For O_NONBLOCK, from 'man 2 open' [1]:
``` ... O_NONBLOCK or O_NDELAY ... Note that this flag has no effect for regular files and block devices; that is, I/O operations will (briefly) block when device activity is required, regardless of whether O_NONBLOCK is set. Since O_NONBLOCK semantics might eventually be implemented, applications should not depend upon blocking behavior when specifying this flag for regular files and block devices. ```
So this is a bit inconclusive, yeah. From the one side, the spec clearly says that O_NONBLOCK has no effect on regular files. No exceptions listed. So I still think that if 9p implements short reads with the disk files (even if only this flag is set), it violates the docs and might encounter issues with more apps. IMO such thing, if necessary for some special cases like referenced in the commit, would better go as a special mount option if the filesystem is supposed to be seamlessly used with existing apps.

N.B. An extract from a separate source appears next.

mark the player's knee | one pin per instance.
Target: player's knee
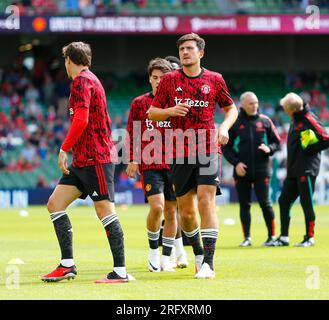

On the other side, the doc explicitly discourages setting this flag and depending on the blocking behaviour for regular files (and that's probably what Wine actually does) suggesting potential future changes (I think it really be bad idea to change that semantics though, I hope that if that will be implemented and described there will be some other flag for that to maintain backwards compatibility; this is a way too basic place to change the behaviour easily).
So if removing O_NONBLOCK in wineserver really helps here and if there is a more or less nice way to avoid setting the flag on regular files in wineserver maybe that's a valid change?